Financial Planning

What's Your Financial IQ

How good are you at making financial decisions? The key to making sound choices, researchers say, is to understand three basic building blocks of finance: compounding, inflation and diversification.

"These concepts are essential, especially when saving for retirement," says Olivia S. Mitchell, director of the Boettner Center on Pensions and Retirement Research at the University of Pennsylvania's Wharton School. "But our research has shown that they are widely misunderstood."

Mitchell asks survey respondents three questions to gauge their financial savvy. See how you stack up.

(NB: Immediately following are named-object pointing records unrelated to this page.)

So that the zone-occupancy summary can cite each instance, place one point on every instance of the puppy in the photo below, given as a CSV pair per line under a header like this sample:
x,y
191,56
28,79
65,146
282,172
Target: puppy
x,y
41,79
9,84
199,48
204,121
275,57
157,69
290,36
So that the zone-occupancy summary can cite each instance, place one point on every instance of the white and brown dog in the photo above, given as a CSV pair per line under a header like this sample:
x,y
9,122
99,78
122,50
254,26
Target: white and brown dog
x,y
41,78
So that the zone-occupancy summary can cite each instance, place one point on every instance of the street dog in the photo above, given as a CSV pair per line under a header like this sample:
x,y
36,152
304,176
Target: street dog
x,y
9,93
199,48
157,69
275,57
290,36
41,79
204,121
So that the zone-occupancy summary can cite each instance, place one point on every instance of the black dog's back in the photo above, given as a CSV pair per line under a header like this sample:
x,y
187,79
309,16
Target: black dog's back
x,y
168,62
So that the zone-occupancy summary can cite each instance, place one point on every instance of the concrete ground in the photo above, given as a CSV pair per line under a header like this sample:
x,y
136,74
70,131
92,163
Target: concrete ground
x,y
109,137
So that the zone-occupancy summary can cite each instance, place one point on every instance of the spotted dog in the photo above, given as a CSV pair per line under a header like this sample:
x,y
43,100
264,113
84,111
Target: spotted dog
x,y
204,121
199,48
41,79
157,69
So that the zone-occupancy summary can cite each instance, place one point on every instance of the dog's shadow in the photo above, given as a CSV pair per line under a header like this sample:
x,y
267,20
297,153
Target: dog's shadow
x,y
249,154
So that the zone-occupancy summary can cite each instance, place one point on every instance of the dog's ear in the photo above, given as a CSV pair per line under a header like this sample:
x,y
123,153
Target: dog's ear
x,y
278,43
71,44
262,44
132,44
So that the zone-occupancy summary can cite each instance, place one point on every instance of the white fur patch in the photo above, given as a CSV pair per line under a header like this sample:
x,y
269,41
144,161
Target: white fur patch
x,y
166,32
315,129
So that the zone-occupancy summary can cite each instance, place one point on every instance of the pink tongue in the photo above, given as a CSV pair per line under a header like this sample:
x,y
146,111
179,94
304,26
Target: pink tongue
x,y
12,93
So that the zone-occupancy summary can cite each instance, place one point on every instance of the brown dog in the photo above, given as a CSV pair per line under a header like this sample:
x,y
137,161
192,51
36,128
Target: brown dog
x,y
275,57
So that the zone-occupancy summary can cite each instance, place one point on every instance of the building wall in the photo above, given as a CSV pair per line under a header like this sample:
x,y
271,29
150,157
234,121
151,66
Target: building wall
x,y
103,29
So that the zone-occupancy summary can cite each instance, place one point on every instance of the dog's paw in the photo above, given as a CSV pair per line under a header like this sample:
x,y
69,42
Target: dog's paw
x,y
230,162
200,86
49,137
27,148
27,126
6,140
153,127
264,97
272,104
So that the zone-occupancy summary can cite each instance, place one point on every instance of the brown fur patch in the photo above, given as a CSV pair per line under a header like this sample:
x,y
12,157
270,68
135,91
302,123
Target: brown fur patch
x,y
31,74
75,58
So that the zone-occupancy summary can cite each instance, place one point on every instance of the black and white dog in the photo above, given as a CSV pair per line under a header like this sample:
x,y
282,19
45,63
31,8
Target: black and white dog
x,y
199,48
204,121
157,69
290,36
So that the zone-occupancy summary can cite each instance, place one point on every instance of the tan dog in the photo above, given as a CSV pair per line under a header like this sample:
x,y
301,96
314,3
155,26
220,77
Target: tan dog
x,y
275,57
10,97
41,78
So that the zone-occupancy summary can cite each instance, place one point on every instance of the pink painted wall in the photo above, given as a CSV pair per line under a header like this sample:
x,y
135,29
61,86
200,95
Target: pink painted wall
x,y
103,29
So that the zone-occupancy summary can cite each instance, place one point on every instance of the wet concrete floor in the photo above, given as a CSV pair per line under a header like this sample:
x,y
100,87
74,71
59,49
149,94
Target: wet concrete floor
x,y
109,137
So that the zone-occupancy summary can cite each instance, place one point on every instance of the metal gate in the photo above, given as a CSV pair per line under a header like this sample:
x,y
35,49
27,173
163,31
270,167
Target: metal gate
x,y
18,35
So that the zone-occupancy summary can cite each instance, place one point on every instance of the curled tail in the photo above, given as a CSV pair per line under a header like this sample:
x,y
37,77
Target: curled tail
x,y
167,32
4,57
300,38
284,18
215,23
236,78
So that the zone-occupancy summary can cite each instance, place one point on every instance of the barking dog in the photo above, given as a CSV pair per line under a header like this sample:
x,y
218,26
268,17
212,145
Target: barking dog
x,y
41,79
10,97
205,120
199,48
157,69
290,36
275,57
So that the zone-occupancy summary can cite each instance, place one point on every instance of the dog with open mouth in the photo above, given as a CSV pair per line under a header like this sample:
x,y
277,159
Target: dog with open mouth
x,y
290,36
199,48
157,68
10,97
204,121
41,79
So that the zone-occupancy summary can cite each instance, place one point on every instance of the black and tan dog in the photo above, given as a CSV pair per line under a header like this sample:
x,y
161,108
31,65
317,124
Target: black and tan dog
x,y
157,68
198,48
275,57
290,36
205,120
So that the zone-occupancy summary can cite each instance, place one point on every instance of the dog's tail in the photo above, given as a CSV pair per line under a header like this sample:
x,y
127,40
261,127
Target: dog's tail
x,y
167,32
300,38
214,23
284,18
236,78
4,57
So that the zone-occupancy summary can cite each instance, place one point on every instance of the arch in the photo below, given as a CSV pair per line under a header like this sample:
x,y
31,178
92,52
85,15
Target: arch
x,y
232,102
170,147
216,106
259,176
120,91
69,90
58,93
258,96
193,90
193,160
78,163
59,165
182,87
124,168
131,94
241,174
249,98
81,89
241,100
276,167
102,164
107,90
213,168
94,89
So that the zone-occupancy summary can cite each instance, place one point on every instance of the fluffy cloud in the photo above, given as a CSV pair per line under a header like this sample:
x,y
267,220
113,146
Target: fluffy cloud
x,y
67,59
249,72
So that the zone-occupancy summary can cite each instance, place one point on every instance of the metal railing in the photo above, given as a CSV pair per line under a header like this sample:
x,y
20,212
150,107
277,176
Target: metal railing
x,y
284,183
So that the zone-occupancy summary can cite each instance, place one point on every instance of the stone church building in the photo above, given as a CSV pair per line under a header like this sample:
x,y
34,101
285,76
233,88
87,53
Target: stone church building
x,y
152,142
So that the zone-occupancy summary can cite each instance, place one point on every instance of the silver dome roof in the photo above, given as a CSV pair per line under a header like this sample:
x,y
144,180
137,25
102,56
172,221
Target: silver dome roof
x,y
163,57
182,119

Building Block No. 1: Compounding

Say you put $100 in a savings account with an annual interest rate of 2 percent. How much will you have in the account after five years?

A. More than $102

B. Exactly $102

C. Less than $102

D. Don't know

Answer: A. More than $102. The interest you earn each year can earn its own interest in future years. In this case you'd have $102 after year one, $104.04 after year two, and $110.41 after year five.

Compounding makes time your most important ally. Consider the following hypothetical investors:

The Early Starter

Saves $200 a month beginning at age 22

  • Total amount set aside in retirement plans: $103,200
  • Investment gains at a 7 percent1 annual return: $513,800
  • Total savings at 65: $617,000

The Mid-Career Starter

Saves $344 a month beginning at age 40

  • Total amount set aside in retirement plans: $103,200
  • Investment gains at a 7 percent1 annual return: $167,690
  • Total savings at 65: $270,890

The two investors save the same amount over their careers. But compounding helps the early starter earn far more investment gains -- so she's better prepared for retirement.

Building Block No. 2: Inflation

Say your savings account pays 1 percent per year and inflation is 2 percent. After one year, the money in the account will buy...

A. More than it does today

B. Exactly the same as it does today

C. Less than it does today

D. Don't know

Answer: C. Less than it does today. Inflation, the increase in the prices of goods and services, reduces the buying power of your money. If the inflation rate exceeds the return on your investments, your savings will be able to buy less over time.

To overcome rising prices, invest a portion of your long-term savings for growth. Stocks historically have provided the best chance to generate the growth needed to outpace inflation.

Building Block No. 3: Diversification

True or false: A single company's stock usually provides a safer return than a stock mutual fund.

A. True

B. False

C. Don't know

Answer: B. False. Putting all your money in one stock is a gamble: The value of your savings could drop dramatically if the company runs into problems. A stock mutual fund holds shares of many different companies, which reduces the risk that one company's troubles will significantly affect your finances.

Don't worry if you answered one or two questions incorrectly. In Mitchell's surveys only about 30 percent of Americans got all three questions right. Your financial advisor can help you better understand these and other financial topics and help you apply them to your retirement plan.

1 Hypothetical return and not representative of the performance of any investment.